§ 53-341. Other real estate.
(a) A State trust company shall not acquire real estate other than a State trust company facility for its own account except:
(1) Securitized interests in real estate and obligations secured by real estate;
(2) As necessary to avoid or minimize a loss on an investment previously made in good faith; or
(3) As provided by rules, orders, or declaratory rulings of the Commissioner.
(b) To the extent reasonably necessary to avoid or minimize loss on real estate acquired as permitted by subsection (a) of this section or under G.S. 53-340, a State trust company may exchange real estate for other real estate or personal property, invest additional funds in or improve such real estate, or acquire additional real estate.
(c) Except as provided in subsection (d) of this section, a State trust company shall dispose of any real estate acquired as permitted by subdivision (2) of subsection (a) of this section or under G.S. 53-340:
(1) In the case of real estate acquired under subdivision (2) of subsection (a) of this section, on or before the fifth anniversary of:
a. The date it was acquired; or
b.
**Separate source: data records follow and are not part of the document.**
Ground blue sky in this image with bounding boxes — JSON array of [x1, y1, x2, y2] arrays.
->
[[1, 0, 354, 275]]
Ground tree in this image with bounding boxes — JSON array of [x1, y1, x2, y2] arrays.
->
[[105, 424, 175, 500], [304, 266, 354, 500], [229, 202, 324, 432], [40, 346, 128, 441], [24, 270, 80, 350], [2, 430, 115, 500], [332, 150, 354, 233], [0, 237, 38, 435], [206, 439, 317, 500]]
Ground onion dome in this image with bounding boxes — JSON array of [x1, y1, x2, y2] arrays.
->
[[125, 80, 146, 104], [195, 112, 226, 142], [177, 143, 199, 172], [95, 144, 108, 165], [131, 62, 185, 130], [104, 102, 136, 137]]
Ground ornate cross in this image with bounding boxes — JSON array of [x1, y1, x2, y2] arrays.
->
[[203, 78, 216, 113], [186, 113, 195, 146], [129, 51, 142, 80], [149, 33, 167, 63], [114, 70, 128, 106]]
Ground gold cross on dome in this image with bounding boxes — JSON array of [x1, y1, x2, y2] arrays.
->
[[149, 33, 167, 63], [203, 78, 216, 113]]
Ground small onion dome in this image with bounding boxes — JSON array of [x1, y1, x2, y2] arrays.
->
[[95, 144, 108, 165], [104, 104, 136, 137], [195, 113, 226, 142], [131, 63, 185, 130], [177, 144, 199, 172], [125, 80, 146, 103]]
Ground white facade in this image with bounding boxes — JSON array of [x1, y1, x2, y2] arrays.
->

The date it ceases to be used as a State trust company facility if it began to be so used after its acquisition.
(2) In the case of real estate acquired under G.S. 53-340, on or before the third anniversary of the date it ceases to be a State trust company facility as provided by G.S. 53-340.
(d) The Commissioner may grant one or more extensions of time for disposing of real estate if the Commissioner determines that:
(1) The State trust company has made a good faith effort to dispose of the real estate and has been unable to do so on reasonably advantageous terms; or
(2) Disposal of the real estate otherwise would be detrimental to the State trust company. (2001-263, s. 1.)